Photo by Jason Gordon

Vice-president, Enterprise Business Division, Samsung Electronics Canada

When she was younger, Mary Peterson wasn’t a fan of affirmative action. Job vacancies should be filled by the most capable person, she thought, their gender notwithstanding. Today she feels differently. “It’s still so off balance and it’s not going to move on its own.”

In her post as vice-president, Enterprise Business Division at Samsung Electronics Canada, Peterson’s doing her bit. She’s the executive sponsor for Women at Samsung Canada — an employee group committed to increasing diversity and gender equality — for which she’s developed mentor programs to help women reach their potential. And she pushes the case for keeping women at work through their childbearing years, always mindful of the way her new baby made her an oddball.

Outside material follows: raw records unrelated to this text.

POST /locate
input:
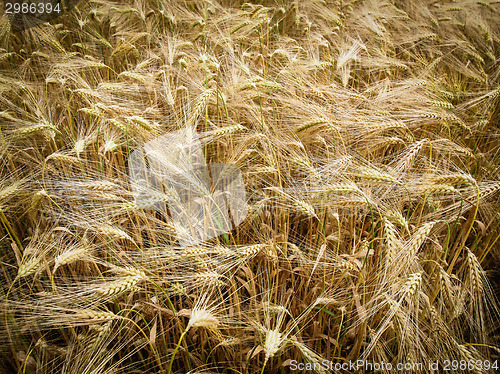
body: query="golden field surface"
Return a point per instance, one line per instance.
(367, 136)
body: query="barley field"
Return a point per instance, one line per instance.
(365, 134)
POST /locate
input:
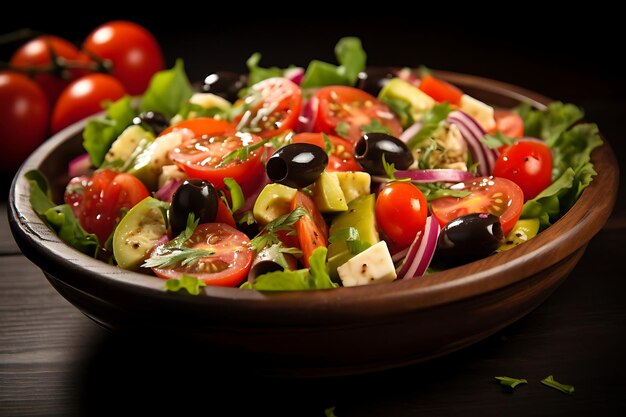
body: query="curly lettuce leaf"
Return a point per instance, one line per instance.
(100, 133)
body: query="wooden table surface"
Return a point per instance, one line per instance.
(55, 361)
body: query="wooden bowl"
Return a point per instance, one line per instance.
(341, 331)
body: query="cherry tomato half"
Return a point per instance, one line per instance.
(528, 163)
(226, 267)
(342, 156)
(312, 230)
(509, 123)
(132, 49)
(339, 104)
(498, 196)
(84, 97)
(440, 90)
(104, 195)
(271, 106)
(401, 212)
(38, 54)
(24, 113)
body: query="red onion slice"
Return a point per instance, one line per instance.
(421, 251)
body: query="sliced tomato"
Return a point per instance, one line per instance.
(202, 156)
(226, 267)
(201, 126)
(348, 109)
(528, 163)
(498, 196)
(271, 107)
(104, 195)
(342, 156)
(440, 90)
(401, 200)
(312, 230)
(509, 123)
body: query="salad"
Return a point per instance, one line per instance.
(294, 179)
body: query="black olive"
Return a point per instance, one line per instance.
(153, 120)
(468, 238)
(374, 79)
(297, 165)
(369, 151)
(193, 196)
(225, 84)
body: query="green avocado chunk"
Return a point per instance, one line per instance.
(360, 215)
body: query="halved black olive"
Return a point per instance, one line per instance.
(193, 196)
(153, 120)
(469, 238)
(297, 165)
(369, 151)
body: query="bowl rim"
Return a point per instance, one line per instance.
(564, 237)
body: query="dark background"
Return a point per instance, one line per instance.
(577, 334)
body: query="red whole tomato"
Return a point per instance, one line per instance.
(498, 196)
(509, 123)
(401, 200)
(104, 195)
(311, 230)
(271, 107)
(226, 267)
(528, 163)
(84, 97)
(440, 90)
(342, 155)
(344, 110)
(203, 157)
(131, 48)
(24, 115)
(38, 54)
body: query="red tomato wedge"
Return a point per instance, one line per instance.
(312, 230)
(342, 156)
(271, 107)
(498, 196)
(345, 110)
(226, 267)
(440, 90)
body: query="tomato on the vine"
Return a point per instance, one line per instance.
(98, 200)
(498, 196)
(401, 212)
(38, 55)
(341, 157)
(528, 163)
(131, 48)
(84, 97)
(343, 111)
(228, 264)
(269, 108)
(24, 115)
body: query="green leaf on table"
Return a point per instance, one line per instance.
(101, 132)
(169, 90)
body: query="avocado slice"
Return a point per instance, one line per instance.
(328, 195)
(354, 184)
(138, 232)
(523, 231)
(273, 201)
(397, 89)
(360, 215)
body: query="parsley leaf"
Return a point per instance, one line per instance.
(186, 282)
(550, 382)
(430, 123)
(510, 382)
(241, 153)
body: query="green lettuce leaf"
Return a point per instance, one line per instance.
(169, 90)
(101, 132)
(59, 218)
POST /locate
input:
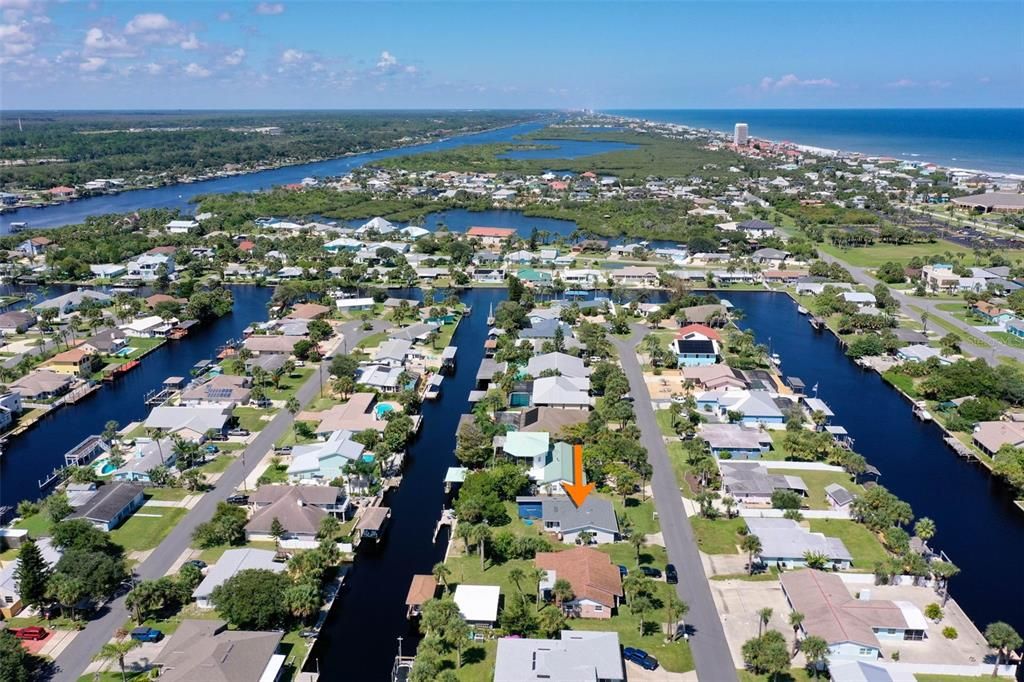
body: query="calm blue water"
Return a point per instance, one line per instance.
(970, 508)
(978, 138)
(568, 148)
(29, 457)
(178, 196)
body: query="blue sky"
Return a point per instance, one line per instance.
(200, 54)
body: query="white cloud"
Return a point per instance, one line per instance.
(291, 56)
(196, 71)
(190, 43)
(92, 65)
(148, 23)
(792, 81)
(97, 40)
(236, 57)
(269, 8)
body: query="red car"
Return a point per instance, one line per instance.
(32, 632)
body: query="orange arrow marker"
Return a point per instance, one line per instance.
(577, 491)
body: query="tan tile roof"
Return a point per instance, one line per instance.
(589, 571)
(833, 613)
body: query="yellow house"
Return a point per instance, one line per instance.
(77, 361)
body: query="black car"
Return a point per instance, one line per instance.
(650, 571)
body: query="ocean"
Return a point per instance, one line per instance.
(988, 139)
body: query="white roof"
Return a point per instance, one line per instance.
(478, 603)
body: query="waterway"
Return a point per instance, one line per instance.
(978, 525)
(180, 196)
(33, 455)
(358, 640)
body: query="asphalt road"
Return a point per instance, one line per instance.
(990, 354)
(71, 664)
(711, 649)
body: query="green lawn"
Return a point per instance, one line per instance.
(251, 418)
(166, 494)
(144, 533)
(816, 481)
(864, 547)
(718, 536)
(38, 525)
(289, 384)
(1008, 339)
(878, 254)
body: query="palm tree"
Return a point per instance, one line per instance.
(796, 620)
(751, 545)
(117, 650)
(441, 573)
(764, 615)
(816, 651)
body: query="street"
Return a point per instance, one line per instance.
(711, 650)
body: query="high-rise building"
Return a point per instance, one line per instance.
(739, 134)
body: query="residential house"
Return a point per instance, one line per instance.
(299, 509)
(324, 461)
(228, 565)
(559, 515)
(10, 598)
(755, 407)
(990, 436)
(223, 389)
(110, 505)
(491, 237)
(854, 629)
(189, 422)
(785, 544)
(143, 457)
(751, 483)
(41, 385)
(597, 585)
(77, 363)
(734, 440)
(16, 322)
(578, 656)
(567, 392)
(203, 649)
(478, 603)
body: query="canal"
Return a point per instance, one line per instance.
(179, 196)
(978, 525)
(358, 640)
(31, 456)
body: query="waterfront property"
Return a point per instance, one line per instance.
(853, 628)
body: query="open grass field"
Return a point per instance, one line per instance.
(144, 533)
(863, 546)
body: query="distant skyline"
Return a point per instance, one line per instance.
(603, 55)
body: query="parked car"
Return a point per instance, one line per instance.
(144, 634)
(32, 632)
(640, 657)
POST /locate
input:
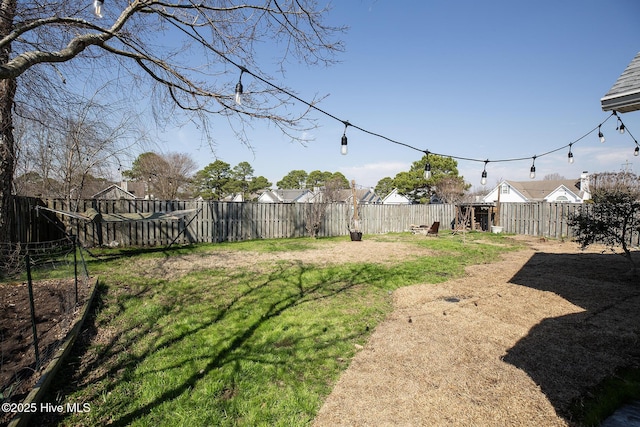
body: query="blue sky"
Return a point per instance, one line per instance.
(480, 80)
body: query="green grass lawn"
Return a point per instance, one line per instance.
(228, 346)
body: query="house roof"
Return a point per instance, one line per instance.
(624, 95)
(539, 190)
(285, 195)
(115, 192)
(363, 195)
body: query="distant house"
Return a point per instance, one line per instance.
(286, 196)
(552, 191)
(364, 196)
(114, 192)
(235, 197)
(126, 190)
(624, 95)
(395, 198)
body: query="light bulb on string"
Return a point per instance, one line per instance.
(343, 142)
(427, 168)
(483, 180)
(620, 126)
(239, 89)
(600, 134)
(532, 173)
(97, 7)
(570, 155)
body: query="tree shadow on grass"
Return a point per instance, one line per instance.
(569, 355)
(111, 363)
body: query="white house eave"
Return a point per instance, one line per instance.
(622, 102)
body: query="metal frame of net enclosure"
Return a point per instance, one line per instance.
(43, 287)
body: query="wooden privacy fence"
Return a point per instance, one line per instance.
(211, 221)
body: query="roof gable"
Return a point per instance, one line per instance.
(624, 95)
(113, 192)
(533, 191)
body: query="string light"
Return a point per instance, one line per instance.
(600, 134)
(483, 179)
(570, 155)
(427, 167)
(621, 128)
(97, 7)
(343, 143)
(239, 89)
(532, 173)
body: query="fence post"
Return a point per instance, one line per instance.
(75, 266)
(33, 310)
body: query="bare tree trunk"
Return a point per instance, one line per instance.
(7, 148)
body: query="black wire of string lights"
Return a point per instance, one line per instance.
(427, 172)
(98, 4)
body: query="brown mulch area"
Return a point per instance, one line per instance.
(516, 342)
(55, 314)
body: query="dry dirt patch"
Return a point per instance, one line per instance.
(511, 343)
(334, 253)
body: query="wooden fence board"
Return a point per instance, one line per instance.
(214, 222)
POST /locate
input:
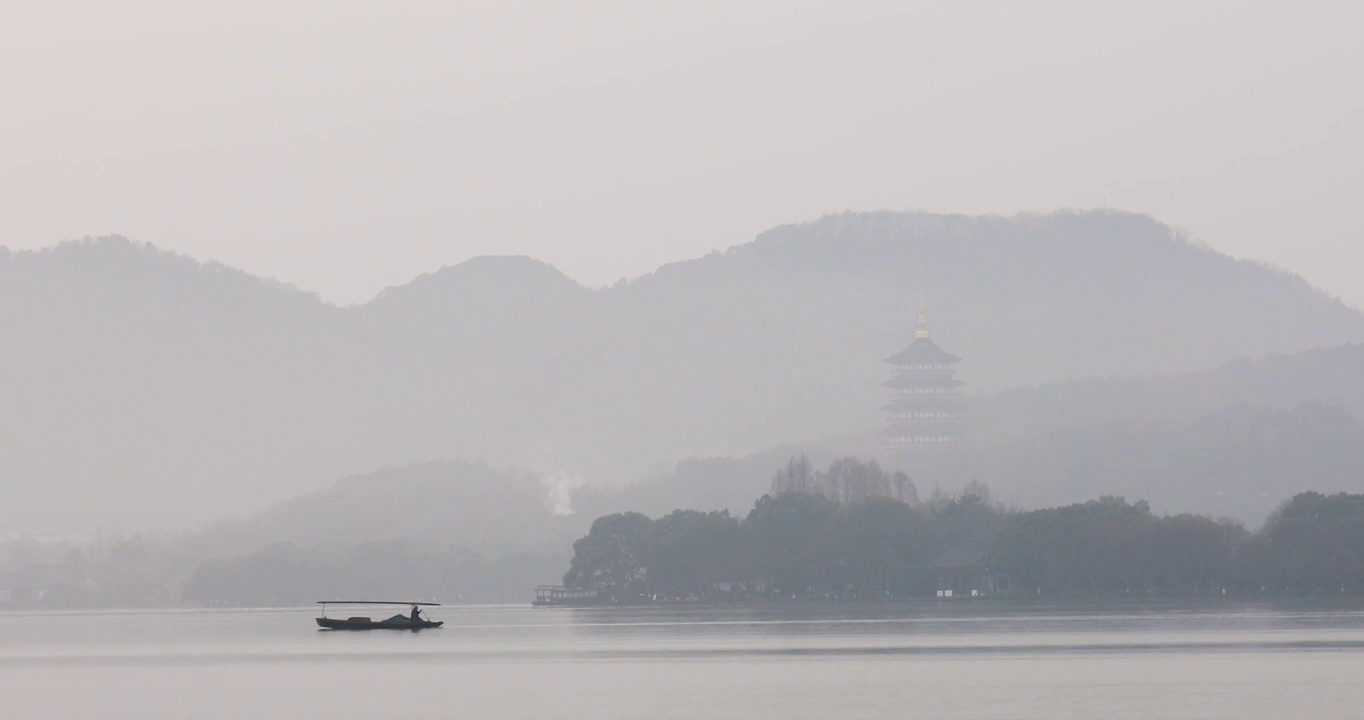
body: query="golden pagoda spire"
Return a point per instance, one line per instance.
(924, 317)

Peterson got into technology as a sales rep at Microsoft in 1992 — an industry that was not spilling over with female role models. It was only in retrospect that Peterson realized the men she worked alongside weren’t having to launch themselves over the same hurdles she was.

Now, 30 years later, Peterson regrets not knocking the barriers down with more vigour. “I got busy working and raising a family and now I look back and say shame on me.”

The technology business remains categorically male-centric, she laments, but still, she’s hopeful. The #MeToo spark has ignited an important conversation. “Now’s the time to throw the rope back down to a more-aware population and start pulling them up.”